I4Y UC Berkeley School of Public Health

I4Y UC Berkeley School of Public Health

What is I4Y?

I4Y (Innovations for Youth) in the UC Berkeley School of Public Health develops and evaluates novel and effective community-partnered approaches to improve adolescent health in real-world settings.

Why I4Y?

Public health gains achieved globally and nationally over the last several decades in early child health are now being eroded in adolescence. Adolescents 10 to 19 years of age comprise 1/5 of the world’s population. Mortality increases by 300% between childhood and adolescence, primarily due to behavioral causes set in motion by fundamental social determinants of adolescent health. These erosions in health are particularly marked in the largest and fastest growing populations of youth—those who are marginalized from economic and educational structures of opportunity.

Adolescence is a key developmental window to promote long-term success or compensate for disadvantage. The framework for adolescent health of the last 30 years—individually-based and focused on risks and problems—is too narrow to address the fundamental causes of morbidity and mortality in youth and falls short of the goal of promoting a thriving youth population.

Adolescent health and success is determined by the balance between the settings in which they develop (e.g. families, schools, neighborhoods) and the strengths and vulnerabilities they bring to those settings. Youth require policies and interventions that focus on their developmental needs and opportunities, remove barriers, and scaffold them to success. Such approaches are complex and require working across disciplines and in partnership with key stakeholders outside of the academy, drawing on the expertise of youth-serving community organizations and practitioners. To sustain the substantial gains made in early childhood health and promote lifelong health, I4Y applies advances in knowledge about how settings shape the successful transitions of children into early adolescence of adolescents into successful young adults.

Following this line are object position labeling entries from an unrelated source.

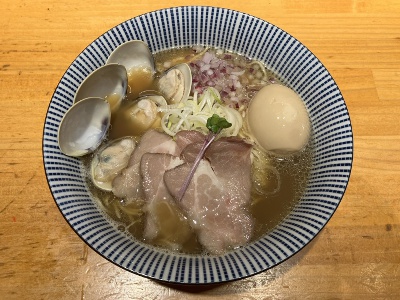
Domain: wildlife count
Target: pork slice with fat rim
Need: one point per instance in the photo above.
(217, 197)
(128, 184)
(165, 224)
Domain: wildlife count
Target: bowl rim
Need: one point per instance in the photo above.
(197, 283)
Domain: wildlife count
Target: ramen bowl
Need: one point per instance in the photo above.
(254, 38)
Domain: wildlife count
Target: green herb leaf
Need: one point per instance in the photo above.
(215, 123)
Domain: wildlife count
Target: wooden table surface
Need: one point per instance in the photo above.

I4Y is ideally positioned to transform adolescent health locally and globally through the following activities:

  1. Training the next generation of leaders in adolescent public health to be rigorous, multidisciplinary applied scientists grounded in community collaboration.
  2. Deploying cutting-edge methods to understand the multi-level effects of environments on youth health, including spatial methods, causal inference and youth participatory action research methods for which UCB has established expertise and leadership.
  3. Promoting the integration of approaches to adolescent health across campus to develop, pilot, and test interventions.
  4. Disseminating effective models through youth engagement and social media, open access white papers, e-publication of our research, and presentations to academic, community, and policy audiences.
  5. Partnering with communities in low-resource settings in Northern California (SF, Oakland, Berkeley, Richmond, and Salinas) and globally (East Africa and Brazil) to participate equally in the development, implementation, and dissemination of our research findings.

Our team includes SPH-based faculty expertise in public health, anthropology, demography, economics, education, epidemiology, medicine, psychology, and sociology, who are engaged in long-term, active community and clinical partnerships with providers, policymakers, families, and adolescents outside the academy.


Colette (Coco) Auerswald (Co-Director) is a pediatrician, specialized in adolescent medicine, and trained in medical anthropology, who employs ethnographic and epidemiological methods together to describe and address the effects of social context on the health of marginalized youth, including homeless youth in the US, street children in East Africa, low income youth of color, and LGBTQ youth.

Emily J. Ozer (Co-Director) is a clinical/community psychologist and Professor in the UCB School of Public Health. Her research focuses on promoting healthier adolescent development, especially via collaborations with Latino and multi-ethnic urban populations in school and community-based interventions. She has extensive experience in multi-disciplinary networks and collaborations to promote adolescent development and well-being, particularly in the areas of mental health; violence prevention; resilience; and substance abuse prevention.

Ndola Prata (Co-Director) is an Associate Professor in Residence of Maternal and Child Health, a public health physician and medical demographer, she is the Fred H. Bixby Endowed Chair in Population and Family Planning and the Director of the Bixby Center for Population, Health and Sustainability. Her research focuses on a wide range of topics related to adolescent reproductive health services in developing countries.

School of Public Health Affiliates

  • Jennifer Ahern
  • Ronald Dahl
  • Julianna Deardorff
  • Brenda Eskenazi
  • Andrea Garber
  • Kim Harley
  • Denise Herd
  • Douglas Jutte
  • Kris Madsen
  • Alexandra (Ali) Minnis
  • Ahna Suleiman
  • Len Syme

I4Y’s UC-based campus partners include additional faculty across UCB from the Goldman School of Public Policy, the Institute for the Study of Societal Issues, the Center for African Studies, the School of Education, the School of Social Welfare, Boalt Hall School of Law and the Human Rights Center, the Department of Psychology and the Greater Good Science Center. UCSF partners include the Division of Adolescent Medicine, Global Health Sciences, and the Center for AIDS Prevention Studies.